Ce sens de la responsabilité n’est
plus l’apanage du seul prophète, mais il est exigé de chacun des disciples
du Christ. Il appartient à tout disciple de s’employer, par une parole
opportune, en toute charité et délicatesse, à “gagner” celui qui est son
“frère”, fils d’un même Père, ayant droit au même héritage, comme devant vivre
éternellement avec lui dans la Cité sainte d’où “le mien” et “le tien” seront
bannis et où tous jouiront en commun et sans envie de la même félicité. - “Et notre Père qui est aux cieux ne veut
pas, dira Jésus, qu’un seul de ces
petits se perde”.
Sans nous attarder sur les autres
moyens que Notre Seigneur nous recommande pour “gagner” notre frère, arrêtons-nous sur la dernière phrase de
l’évangile : “si deux d’entre vous sur la
terre s’entendent pour demander quelque chose, ils l’obtiendront de mon Père
qui est aux cieux. Quand deux ou trois sont réunis en mon nom, je suis là, au
milieu d’eux”.
Autrement dit, là où l’homme est
impuissant, Dieu reste Tout-Puissant. Il nous reste à le prier. Et
notre efficacité est multipliée infiniment par sa Toute-Puissance pour sauver
celui qui se perd.
Sainte Bernadette avait bien compris
cela, elle à qui la Vierge Immaculée avait demandé de "prier pour les pécheurs" ! Une fois devenue
religieuse à Nevers, elle fut présentée par ses supérieures à l'évêque du lieu
comme "une ignorante" et
une "bonne à rien" ! Ces
qualificatifs invraisemblables parce que très réducteurs sont peu charitables,
même s'ils sont utilisés, d'après les supérieures de Ste Bernadette, pour faire
acquérir l'humilité ! Aussi, avec une
excellente répartie, l'évêque lui donna la mission, "l'obédience de la prière", ce qui renouvelait la demande
de la Vierge Marie !
Ste Bernadette s'y employa si bien
qu'elle put acquérir cette faculté de situer tout ressentiment, tout désaccord,
tout désarroi, tout événement non "au ras du sol" comme on le fait
souvent, mais en Dieu, et cela avec le simple outil de la prière mariale. De
sorte que lorsqu'une postulante ou une novice éprouvait une difficulté de vie
religieuse, ses supérieures qui l'avaient si facilement présentée comme "une bonne à rien" se
permettaient de la lui adresser - paradoxe pascal très fréquent ! -, car elle
avait l'art et l'humour de reprendre non en enfonçant mais en élevant ! Elever
toute âme même pècheresse vers Jésus mort pour les péchés sur une croix, mais
ressuscité et désormais toujours vivant ! Le P. Laurentin, dans son grand livre
"Bernadette vous parle" souligne très souvent ce trait de caractère
spirituel chez Ste Bernadette qui n'était qu'une forme heureuse de la "correction fraternelle"' !
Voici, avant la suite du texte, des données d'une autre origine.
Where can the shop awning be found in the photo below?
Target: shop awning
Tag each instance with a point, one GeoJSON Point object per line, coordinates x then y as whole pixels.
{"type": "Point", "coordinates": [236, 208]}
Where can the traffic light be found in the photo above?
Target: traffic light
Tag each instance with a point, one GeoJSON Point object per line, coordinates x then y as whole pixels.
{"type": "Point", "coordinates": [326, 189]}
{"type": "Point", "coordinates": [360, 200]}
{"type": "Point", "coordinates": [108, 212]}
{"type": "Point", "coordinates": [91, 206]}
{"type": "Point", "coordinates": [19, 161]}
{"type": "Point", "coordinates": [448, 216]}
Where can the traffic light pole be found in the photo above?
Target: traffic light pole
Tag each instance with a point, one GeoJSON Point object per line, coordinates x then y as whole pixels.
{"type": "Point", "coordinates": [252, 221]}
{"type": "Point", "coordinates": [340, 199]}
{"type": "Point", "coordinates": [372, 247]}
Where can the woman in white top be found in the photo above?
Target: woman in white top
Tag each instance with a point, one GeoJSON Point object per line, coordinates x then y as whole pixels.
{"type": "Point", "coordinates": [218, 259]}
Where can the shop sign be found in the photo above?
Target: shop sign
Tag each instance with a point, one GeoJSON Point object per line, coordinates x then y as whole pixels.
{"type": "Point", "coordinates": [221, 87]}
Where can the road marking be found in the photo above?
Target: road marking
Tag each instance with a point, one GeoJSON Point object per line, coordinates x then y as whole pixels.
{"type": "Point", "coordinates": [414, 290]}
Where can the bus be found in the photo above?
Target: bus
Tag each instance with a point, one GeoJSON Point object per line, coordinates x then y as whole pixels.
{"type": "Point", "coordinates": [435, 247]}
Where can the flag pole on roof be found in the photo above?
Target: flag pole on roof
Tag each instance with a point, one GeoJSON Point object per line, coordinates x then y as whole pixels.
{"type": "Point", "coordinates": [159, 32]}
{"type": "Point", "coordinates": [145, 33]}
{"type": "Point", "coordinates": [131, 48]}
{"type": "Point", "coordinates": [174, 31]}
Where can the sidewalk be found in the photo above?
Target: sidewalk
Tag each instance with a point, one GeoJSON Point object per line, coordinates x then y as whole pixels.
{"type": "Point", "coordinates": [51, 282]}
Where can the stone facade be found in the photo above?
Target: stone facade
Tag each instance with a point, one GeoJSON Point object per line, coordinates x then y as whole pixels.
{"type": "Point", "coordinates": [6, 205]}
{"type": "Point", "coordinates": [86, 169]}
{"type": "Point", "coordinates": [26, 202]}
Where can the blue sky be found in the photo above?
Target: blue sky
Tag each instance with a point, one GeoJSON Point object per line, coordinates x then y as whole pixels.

Il nous faut donc insister : si le
péché peut faire éclater une Communauté quelle qu’elle soit (familiale ou
autre), la prière renforcera son unité. La rencontre et le partage dans
la prière sont les temps forts d’une vie communautaire, familiale ou autre. Si,
au milieu même de leurs conflits, deux ou trois frères “s’assemblent au nom de Jésus”, c’est-à-dire dans une foi commune
en lui et à cause de lui, Jésus “est là”
au milieu d’eux. La prière communautaire est une arme victorieuse contre la
division ; elle est créatrice d’unité ; elle est porteuse de la présence du
Christ.
Car si l’action est bonne, elle
n’est pas toujours opportune en certaines circonstances ; alors, il faut se
rappeler que le ressort des événements d’ici-bas est au-dessus des agitations
humaines et que le succès n’est pas à ceux qui se dépensent en efforts
extérieurs, mais à ceux qui prient. Agir ! Oui ! Mais n'agissons pas, disait
Dom Guéranger "comme si, toute œuvre
bonne de l'homme n'était pas un don de Dieu, un don qui suppose la demande
qu'on en a faite et l'action de grâce qu'on en rend" ! (Préface de l'Année
liturgique).
Aussi, devons-nous renforcer nos
liens de fraternité avec tous, en dépassant les tensions et conflits par la
communion au Christ dans la prière et l’amour de Dieu. Si nous
restons “au ras du sol”, nous nous divisons, si nous nous élevons dans la
prière, nous convergeons. Ainsi la prière de l’Eglise apparaît comme l’un des
meilleurs moyens pour une action apostolique plus efficace. La prière est
donc le premier élément indispensable de toute vraie "correction
fraternelle".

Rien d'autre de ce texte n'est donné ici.